[sword-devel] osis2mod change

Fri Feb 29 13:41:46 MST 2008

Chris Little wrote:
> DM Smith wrote:
>   
>   > I mostly agree. But once I know that the module is NFC, I'd rather not
>   
>> take the hit. I must have made the KJV into a module 100 or more times 
>> before I got it right.
>>     
>
> What would you think of making normalization the default and using a 
> switch to turn it off? It doesn't particularly matter for me, but I'm 
> thinking of a complete newbie trying to make a module. The defaults 
> should be as general purpose and common as possible. Then again, since 
> we build from source for our releases (not from submitted compiled 
> modules), perhaps it doesn't matter either way.
>   

I made the change. The flag used to be -n, now it is -N.

>   
>>> Second, your comment about needing UTF-8 input makes me think we should
>>> go ahead and add encoding conversion to the importers as well, possibly
>>> with automatic charset detection.
>>>       
>> I'd like to see OSIS modules also be UTF-8.
>>
>> What mechanism were you thinking of for automatic charset detection? I 
>> have a buggy routine to detect whether something is UTF-8, 7-bit ascii 
>> or other. We could use that (once I fix it).
>>
>> As to automatic charset detection, could we require that every input to 
>> osis2mod have:
>> <?xml version="1.0" encoding="UTF-8"?>
>> or
>> <?xml version="1.0" encoding="cp1252"?>
>> and use whatever is the value for the encoding attribute?
>>     
>
> I planned to just use ICU's charset detection. It takes a bunch of text, 
> runs some heuristic algorithms on it, and uses that to guess the 
> charset. It supports most of the common standard charsets.
I added utf-8 detection and conversion to UTF-8 from cp1252/Latin-1 
using Sword's Latin1UTF8 filter. I did some reading on the icu 
converters and they need a decent sized sample to do the detection.

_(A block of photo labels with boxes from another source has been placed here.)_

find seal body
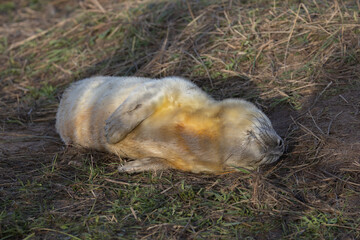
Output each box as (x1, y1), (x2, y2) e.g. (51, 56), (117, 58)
(56, 77), (284, 173)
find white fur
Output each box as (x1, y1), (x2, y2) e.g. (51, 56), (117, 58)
(56, 77), (283, 173)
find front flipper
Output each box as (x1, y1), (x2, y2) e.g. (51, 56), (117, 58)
(105, 81), (164, 144)
(118, 157), (171, 173)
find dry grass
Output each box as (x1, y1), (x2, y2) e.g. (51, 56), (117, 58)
(0, 0), (360, 239)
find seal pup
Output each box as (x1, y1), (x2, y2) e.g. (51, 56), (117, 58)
(56, 76), (284, 174)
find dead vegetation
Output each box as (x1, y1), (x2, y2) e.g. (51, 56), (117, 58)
(0, 0), (360, 239)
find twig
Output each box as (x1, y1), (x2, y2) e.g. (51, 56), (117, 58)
(8, 18), (73, 51)
(327, 111), (344, 135)
(284, 5), (301, 67)
(31, 228), (81, 240)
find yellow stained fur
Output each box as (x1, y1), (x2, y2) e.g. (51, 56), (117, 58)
(56, 77), (282, 173)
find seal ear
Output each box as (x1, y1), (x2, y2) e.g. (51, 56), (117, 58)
(105, 81), (164, 144)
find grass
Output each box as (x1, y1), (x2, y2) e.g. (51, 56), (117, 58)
(0, 0), (360, 239)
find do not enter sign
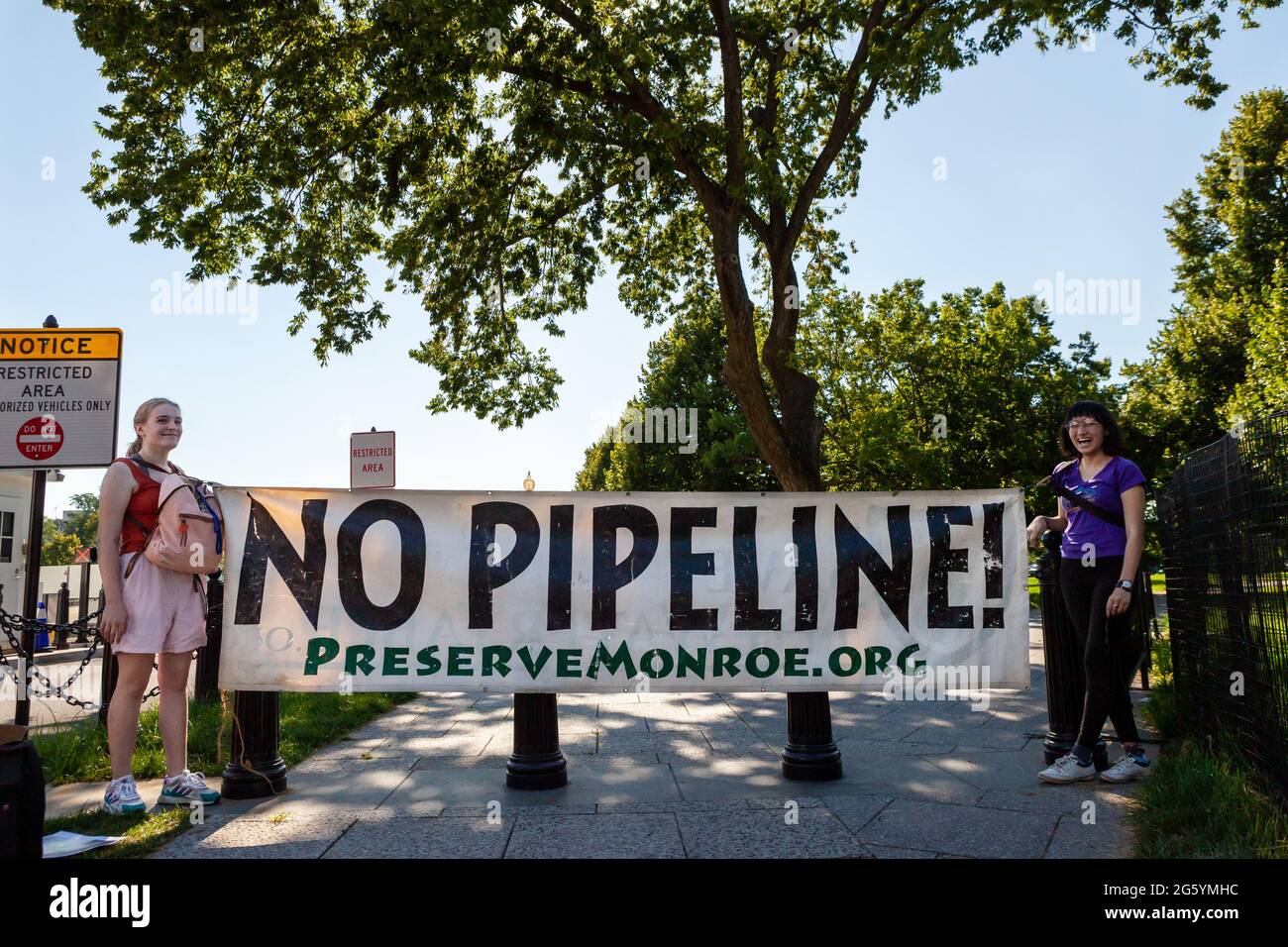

And 
in the list of supported encodings windows-1252 was not listed. Many of 
our non-ASCII latin1 texts only have the cp1252 quotation marks and 
such. So, it would probably take some significant testing to see if icu 
would detect cp1252 as ISO-8859-1.

The impact of these changes, with -N on a text (KJV) that is mostly 
ASCII with a little bit of UTF-8 (already NFC), -N took 14 seconds to 
process. Without the flag and no detection it took 16 seconds. With 
detection and normalization when necessary it took 15 seconds. So the 
impact seems to be small.

Note, the -N flag is necessary to preserve Latin-1.

If this not what you wanted, please feel free to revert it.

In Him,
    DM